Boutique fund house Charlemagne Capital has soft closed its popular Magna New Frontiers fund to new investors as assets head towards its $500m (£368m) limit.
Charlemagne has scaled back marketing of the portfolio in light of assets passing the $400m mark and has implemented a “soft close ceiling” for new investors. This means the firm will only accept investments from new clients if the fund sees redemptions.
The fund, managed by Stefan Bottcher and Dominic Bokor-Ingram, predominantly invests in frontier market equities. It has grown in popularity among fund buyers after outshining peers since its launch in 2011. The product has returned 59 per cent in the past three years versus 16 per cent for the MSCI Frontier Markets index.
Now $418m in size, it is currently the largest strategy in Charlemagne’s five-strong suite of emerging and frontier market specialist equity strategies.
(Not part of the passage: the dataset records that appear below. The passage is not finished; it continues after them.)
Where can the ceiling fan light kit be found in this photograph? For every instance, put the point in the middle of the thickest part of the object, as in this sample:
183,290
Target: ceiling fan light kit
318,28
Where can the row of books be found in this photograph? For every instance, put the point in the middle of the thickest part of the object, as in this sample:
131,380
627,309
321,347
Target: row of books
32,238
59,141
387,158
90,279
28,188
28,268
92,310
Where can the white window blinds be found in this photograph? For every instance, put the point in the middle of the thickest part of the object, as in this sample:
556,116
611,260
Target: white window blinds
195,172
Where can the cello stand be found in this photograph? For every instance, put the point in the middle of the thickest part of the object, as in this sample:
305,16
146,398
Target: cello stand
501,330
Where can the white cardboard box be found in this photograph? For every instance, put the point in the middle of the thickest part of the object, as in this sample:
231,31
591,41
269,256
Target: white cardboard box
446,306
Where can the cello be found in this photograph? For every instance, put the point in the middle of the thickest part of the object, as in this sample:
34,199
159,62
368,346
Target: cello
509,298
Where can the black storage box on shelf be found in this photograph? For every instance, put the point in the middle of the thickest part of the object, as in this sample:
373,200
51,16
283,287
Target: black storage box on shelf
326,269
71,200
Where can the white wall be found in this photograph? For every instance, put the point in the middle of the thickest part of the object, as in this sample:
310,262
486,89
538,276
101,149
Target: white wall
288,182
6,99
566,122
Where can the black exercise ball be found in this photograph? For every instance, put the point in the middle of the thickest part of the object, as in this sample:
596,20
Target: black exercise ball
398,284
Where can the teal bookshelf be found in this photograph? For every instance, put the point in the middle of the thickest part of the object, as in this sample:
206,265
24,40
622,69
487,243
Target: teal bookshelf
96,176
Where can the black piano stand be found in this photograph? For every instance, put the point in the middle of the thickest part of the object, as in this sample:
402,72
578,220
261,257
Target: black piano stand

The firm’s head of European distribution, Varda Lotan, said investors had been made aware of the fund’s capacity constraints, adding that assets above the $500m level would compromise the managers’ strategy. She said Charlemagne would levy a 5 per cent initial charge once the fund reached the upper limit.
Ms Lotan said: “We review capacity on an annual basis as the capacity is based on the underlying markets and stocks that we invest in. Because we are investing in very dynamically changing countries and stock markets we often see big changes in liquidity year to year in the local stockmarkets.”